Poi il Mantegna restò di fatto solo nel completare
l'opera ed eseguì, uno dopo l'altro, grandi capolavori,
andati persi durante un bombardamento nella seconda
guerra mondiale, salvo quelli che erano stati fortunatamente
staccati, per un restauro, come il Martirio di San
Cristoforo e Trasporto del corpo di San Cristoforo
(1455-1457) e ora ricollocati al loro posto. A questi
lavori ha guardato l'anonimo che ha dipinto, verso il
1481, il frammento con la Predica di San Marco
in esposizione. Mantegna è anche a Ferrara (1449),
dove si aggiorna con la conoscenza di Piero della Francesca
e di Roger van der Weyden. Entra in contatto con l'ambiente
veneziano tramite il matrimonio con la figlia di Jacopo
Bellini, sorella di Giovanni, con i quali instaurerà
proficui rapporti. Jacopo Bellini è pittore di
cultura tardo-gotica che fu a Firenze, intorno al 1423,
come aiuto di Gentile da Fabriano, quando Brunelleschi
e Masaccio compivano i loro primi esperimenti prospettici.
Poi fu a Ferrara assieme a Leon Battista Alberti, il
grande prospettico, al servizio di Lionello d'Este.
Il figlio Giovanni Bellini sarà il più
grande pittore di Venezia della seconda parte del Quattrocento.
Partito da posizioni non lontane da quelle del cognato
Andrea Mantegna la sua ricerca, decisiva per le sorti
della pittura veneziana, si incrociò con quella
di Antonello da Messina, presente a Venezia tra il 1474-76.
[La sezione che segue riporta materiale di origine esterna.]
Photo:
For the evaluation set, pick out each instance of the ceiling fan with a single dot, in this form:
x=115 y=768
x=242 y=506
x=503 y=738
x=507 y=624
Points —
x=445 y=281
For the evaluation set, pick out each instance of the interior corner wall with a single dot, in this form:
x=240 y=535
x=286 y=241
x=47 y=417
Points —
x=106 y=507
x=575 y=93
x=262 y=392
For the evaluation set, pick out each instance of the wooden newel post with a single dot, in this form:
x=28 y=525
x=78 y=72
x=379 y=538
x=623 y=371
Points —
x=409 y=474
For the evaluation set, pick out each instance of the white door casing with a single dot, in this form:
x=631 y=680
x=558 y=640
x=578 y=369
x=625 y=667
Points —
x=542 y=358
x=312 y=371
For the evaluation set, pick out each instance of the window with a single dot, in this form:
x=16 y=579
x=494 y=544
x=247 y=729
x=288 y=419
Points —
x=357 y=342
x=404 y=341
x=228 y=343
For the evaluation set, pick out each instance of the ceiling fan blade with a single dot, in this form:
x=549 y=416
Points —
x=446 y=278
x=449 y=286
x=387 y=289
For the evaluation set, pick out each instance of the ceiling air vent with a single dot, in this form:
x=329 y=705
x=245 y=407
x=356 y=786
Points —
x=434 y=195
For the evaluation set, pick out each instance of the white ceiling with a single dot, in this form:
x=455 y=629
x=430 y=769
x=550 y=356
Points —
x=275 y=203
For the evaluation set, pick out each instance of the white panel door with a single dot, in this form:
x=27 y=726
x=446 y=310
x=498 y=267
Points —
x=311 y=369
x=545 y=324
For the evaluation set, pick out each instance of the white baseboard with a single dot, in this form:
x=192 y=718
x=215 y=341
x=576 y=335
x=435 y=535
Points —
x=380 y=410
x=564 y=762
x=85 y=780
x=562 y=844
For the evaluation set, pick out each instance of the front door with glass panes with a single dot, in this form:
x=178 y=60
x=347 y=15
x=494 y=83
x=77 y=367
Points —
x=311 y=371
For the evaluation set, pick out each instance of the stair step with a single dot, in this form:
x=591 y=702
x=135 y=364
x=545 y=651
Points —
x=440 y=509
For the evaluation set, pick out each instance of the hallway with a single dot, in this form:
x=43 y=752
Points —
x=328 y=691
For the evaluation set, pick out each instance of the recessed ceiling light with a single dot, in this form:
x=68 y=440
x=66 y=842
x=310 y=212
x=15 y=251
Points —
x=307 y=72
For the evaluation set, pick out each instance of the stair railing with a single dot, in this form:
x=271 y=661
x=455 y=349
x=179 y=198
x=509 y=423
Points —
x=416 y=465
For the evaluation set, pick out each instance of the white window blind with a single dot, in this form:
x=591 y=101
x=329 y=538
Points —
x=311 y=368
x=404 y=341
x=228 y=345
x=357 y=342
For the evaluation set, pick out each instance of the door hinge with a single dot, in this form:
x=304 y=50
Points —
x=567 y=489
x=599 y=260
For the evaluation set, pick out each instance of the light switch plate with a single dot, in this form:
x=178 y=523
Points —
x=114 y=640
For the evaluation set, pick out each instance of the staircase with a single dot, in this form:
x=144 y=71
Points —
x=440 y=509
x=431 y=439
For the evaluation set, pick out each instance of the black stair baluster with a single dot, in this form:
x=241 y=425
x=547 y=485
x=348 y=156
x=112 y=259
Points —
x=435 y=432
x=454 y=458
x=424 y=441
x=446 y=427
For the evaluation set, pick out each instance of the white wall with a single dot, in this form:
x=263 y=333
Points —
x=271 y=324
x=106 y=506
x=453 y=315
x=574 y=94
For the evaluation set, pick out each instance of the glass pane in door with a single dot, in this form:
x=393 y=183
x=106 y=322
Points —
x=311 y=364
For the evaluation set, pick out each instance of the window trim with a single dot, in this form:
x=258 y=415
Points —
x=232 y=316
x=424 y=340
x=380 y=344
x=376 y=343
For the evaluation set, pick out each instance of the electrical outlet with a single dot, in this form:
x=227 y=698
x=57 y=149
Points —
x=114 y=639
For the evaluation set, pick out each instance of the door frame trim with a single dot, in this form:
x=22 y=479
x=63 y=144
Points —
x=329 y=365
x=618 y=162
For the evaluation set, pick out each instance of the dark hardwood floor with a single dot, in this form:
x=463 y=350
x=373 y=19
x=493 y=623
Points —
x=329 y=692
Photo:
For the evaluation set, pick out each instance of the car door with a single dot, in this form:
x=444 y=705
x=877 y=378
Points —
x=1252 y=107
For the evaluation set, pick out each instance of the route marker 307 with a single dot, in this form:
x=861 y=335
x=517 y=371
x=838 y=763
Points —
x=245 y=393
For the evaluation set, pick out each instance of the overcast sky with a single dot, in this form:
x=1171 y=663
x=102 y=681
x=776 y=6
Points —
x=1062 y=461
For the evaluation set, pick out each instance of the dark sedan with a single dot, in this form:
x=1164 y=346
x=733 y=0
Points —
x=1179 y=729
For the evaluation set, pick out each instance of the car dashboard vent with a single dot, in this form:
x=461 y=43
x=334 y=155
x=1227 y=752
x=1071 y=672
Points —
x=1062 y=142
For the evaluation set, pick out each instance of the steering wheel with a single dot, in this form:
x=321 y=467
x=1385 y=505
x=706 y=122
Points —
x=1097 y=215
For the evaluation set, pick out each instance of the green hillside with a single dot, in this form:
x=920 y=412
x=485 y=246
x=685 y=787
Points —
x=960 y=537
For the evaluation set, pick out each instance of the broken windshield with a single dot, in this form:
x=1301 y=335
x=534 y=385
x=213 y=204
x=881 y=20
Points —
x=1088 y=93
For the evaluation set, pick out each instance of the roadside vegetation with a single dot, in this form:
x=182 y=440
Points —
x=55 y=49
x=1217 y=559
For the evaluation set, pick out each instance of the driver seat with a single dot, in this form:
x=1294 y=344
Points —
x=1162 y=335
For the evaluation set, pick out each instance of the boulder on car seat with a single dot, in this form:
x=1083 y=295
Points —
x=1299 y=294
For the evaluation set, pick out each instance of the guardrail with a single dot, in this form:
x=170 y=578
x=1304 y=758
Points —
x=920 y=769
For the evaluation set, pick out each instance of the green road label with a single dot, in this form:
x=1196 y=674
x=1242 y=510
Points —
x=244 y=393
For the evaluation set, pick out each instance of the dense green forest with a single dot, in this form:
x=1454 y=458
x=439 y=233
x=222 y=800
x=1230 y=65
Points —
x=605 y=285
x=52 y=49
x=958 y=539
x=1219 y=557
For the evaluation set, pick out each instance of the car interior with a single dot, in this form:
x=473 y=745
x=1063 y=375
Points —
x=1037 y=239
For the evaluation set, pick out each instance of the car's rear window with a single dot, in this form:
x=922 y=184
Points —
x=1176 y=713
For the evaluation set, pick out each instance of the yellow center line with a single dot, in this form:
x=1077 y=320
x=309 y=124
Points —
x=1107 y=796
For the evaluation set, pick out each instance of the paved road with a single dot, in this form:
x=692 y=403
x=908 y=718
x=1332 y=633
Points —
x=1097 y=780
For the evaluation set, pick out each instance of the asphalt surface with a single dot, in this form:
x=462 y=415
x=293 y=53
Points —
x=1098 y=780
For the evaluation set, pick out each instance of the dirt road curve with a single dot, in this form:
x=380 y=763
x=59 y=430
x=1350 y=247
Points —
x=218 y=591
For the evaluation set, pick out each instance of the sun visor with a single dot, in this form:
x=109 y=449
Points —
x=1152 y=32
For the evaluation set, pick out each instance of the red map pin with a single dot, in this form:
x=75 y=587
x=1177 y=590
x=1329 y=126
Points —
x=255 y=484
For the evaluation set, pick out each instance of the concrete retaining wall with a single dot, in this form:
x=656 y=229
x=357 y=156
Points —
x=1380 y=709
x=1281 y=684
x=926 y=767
Costruisce le scene in un perfetto spazio prospettico,
dimostrando anche lui di aver appreso la lezione di
Piero della Francesca. Tra il 1456 e il 1459 Mantegna
esegue per Gregorio Correr la Pala di San Zeno
per l'omonima basilica veronese. La pala è universalmente
riconosciuta come la più innovativa degli inizi
del Rinascimento. Il Mantenga supera lo schema tradizionale
del polittico, dove ogni tavola veniva concepita come
singola unità, indipendente dalle altre e crea
una illusionistica stanza con l'uso sapiente della prospettiva.
Concezione che verrà ripresa dal Pacher per il
suo capolavoro l'Altare dei Padri della Chiesa.
Nell'estate del 1460 Mantegna si trasferisce a Mantova
chiamato da Ludovico II Gonzaga. Nella Camera degli
Sposi raffigurerà Paola Gonzaga bambina,
futura moglie del Conte Leonardo di Gorizia-Tirolo.
Partito il Mantegna Padova perde il ruolo di protagonista
e lo cede alla Venezia di Giovanni Bellini. Poco alla
volta si allontanano dalla città "quelle
brigate di disperati vagabondi" che erano venuti
anche per la presenza di Donatello: lo Zoppo in direzione
di Bologna, lo Schiavone verso la Dalmazia e Carlo Crivelli,
che si avvicina al drammatico linguaggio di certa pittura
tedesca per cui risulta affine a Pacher, peregrinò
fino ad arrivare nelle Marche. I pittori locali assumono
la tendenza a riproporre, in una dimensione di conservatorismo,
le idee maturate intorno alla metà del secolo,
siano esse squarcionesche o mantegnesche.